Lawmakers concerned over gaps in future NASA budgets

The proposed fiscal 2010 budget would give agency a 5 percent boost over current funding, but projects no real increase through 2014.

House Science Committee members from both parties expressed alarm on Tuesday that NASA's proposed funding will not allow it to carry out its assigned mission, with the greatest concern over the space agency's ability to develop a new generation of manned space vehicles.

Committee members representing NASA's major facilities seized on the expected loss of thousands of skilled workers during the five-year gap between the planned retirement of the space shuttles in 2010 and the operational capability of the new Constellation space exploration system.

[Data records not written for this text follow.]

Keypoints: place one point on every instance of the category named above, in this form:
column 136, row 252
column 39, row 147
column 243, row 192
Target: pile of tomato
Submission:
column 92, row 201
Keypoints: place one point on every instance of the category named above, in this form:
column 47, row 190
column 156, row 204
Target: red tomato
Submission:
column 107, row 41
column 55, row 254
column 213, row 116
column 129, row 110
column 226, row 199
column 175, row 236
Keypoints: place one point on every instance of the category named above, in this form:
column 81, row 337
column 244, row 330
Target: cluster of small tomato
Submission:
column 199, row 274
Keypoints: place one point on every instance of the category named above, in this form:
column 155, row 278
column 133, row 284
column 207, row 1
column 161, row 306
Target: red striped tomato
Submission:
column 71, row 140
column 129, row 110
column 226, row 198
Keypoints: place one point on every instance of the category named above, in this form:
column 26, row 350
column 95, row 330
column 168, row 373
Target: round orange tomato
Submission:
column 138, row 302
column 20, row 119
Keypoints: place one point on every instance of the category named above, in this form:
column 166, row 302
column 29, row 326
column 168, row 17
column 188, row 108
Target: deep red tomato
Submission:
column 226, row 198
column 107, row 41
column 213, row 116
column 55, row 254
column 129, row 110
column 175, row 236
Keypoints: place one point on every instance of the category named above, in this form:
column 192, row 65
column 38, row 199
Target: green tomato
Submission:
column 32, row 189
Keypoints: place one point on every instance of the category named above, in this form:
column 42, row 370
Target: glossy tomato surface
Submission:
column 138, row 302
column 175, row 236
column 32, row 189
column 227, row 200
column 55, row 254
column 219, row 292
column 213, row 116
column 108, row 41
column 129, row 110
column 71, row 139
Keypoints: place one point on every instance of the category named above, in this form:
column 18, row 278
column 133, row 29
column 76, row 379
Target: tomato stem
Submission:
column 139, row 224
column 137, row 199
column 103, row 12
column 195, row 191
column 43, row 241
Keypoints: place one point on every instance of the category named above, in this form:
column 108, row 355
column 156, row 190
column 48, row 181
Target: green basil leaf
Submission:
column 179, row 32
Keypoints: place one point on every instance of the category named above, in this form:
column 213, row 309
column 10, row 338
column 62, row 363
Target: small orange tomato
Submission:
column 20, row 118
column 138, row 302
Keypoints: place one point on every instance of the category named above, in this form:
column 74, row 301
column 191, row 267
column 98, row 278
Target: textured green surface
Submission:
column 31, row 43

And Republican members complained that NASA would have to pay Russia $1.2 billion to service the International Space Station during that hiatus in U.S. manned space capability.

But acting NASA Administrator Christopher Scolese warned that any effort to keep the shuttles flying beyond 2010 would take funding and personnel away from the new system, further delaying deployment of the Ares launch vehicle and the Orion crew capsule.

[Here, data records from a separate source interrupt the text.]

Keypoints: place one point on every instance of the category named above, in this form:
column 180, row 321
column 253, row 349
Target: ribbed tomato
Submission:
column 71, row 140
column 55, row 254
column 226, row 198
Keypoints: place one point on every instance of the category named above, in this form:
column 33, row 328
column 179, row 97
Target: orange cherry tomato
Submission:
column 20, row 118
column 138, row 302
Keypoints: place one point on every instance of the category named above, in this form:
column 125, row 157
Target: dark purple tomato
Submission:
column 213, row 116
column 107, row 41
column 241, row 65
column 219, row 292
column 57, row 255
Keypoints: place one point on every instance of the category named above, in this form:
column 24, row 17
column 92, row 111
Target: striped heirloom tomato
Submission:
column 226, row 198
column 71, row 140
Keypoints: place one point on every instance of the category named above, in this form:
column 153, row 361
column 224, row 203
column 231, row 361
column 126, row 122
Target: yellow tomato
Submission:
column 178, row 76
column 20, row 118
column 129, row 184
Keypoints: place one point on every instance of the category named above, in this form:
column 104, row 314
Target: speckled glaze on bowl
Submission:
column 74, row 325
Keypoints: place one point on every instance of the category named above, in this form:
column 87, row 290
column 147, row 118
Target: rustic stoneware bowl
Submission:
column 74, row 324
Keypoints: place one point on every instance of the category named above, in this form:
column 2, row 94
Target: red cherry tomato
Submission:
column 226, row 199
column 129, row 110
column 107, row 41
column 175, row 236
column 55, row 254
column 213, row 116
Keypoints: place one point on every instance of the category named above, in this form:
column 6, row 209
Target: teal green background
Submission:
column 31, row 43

But Scolese said NASA had committed to flying the eight scheduled shuttle missions, even if that requires operating the aged space ships longer. Although agency officials believe they can complete the schedule by December 2010, he said, "the requirement now is we will fly out the eight missions, with no specific date" of completion.

NASA's previous administrator, Michael Griffin, had warned that continuing to fly the shuttles was a safety risk he was not willing to take.

Two shuttles have disintegrated in flight, killing 14 astronauts.

The proposed fiscal 2010 budget would give NASA $18.7 billion, a 5 percent increase over current funding. It also got $1 billion from the stimulus bill, most of which would go to the Constellation program.

But the budget projects no real increase in NASA funding through fiscal 2014.

Scolese said he believed that funding would allow NASA to build the initial Constellation system, which could reach low-earth orbit and service the ISS, but not the follow-on system able to meet the goal of returning to the moon by 2020.

"It's become clear in recent years that the resources given to NASA haven't kept pace with the tasks that the nation has asked it to carry out," House Science Chairman Bart Gordon, D-Tenn., said.

The nation is going to have to give NASA the funding it needs to carry out its current and planned missions and revitalize its facilities and work force, "or the nation is going to have to agree on what it wants NASA to cut," Gordon said.

Science ranking member Ralph Hall, R-Texas, said that, while he did not like adding to the federal budget deficit, "NASA is the one area of the federal budget where I think some increases are justified." He proposed taking money from foreign aid or U.S. support for countering the spread of AIDS in Africa.

The Obama administration has created a commission to study the future of manned space exploration, led by former aerospace executive Norm Augustine. It is expected to report its findings by late summer.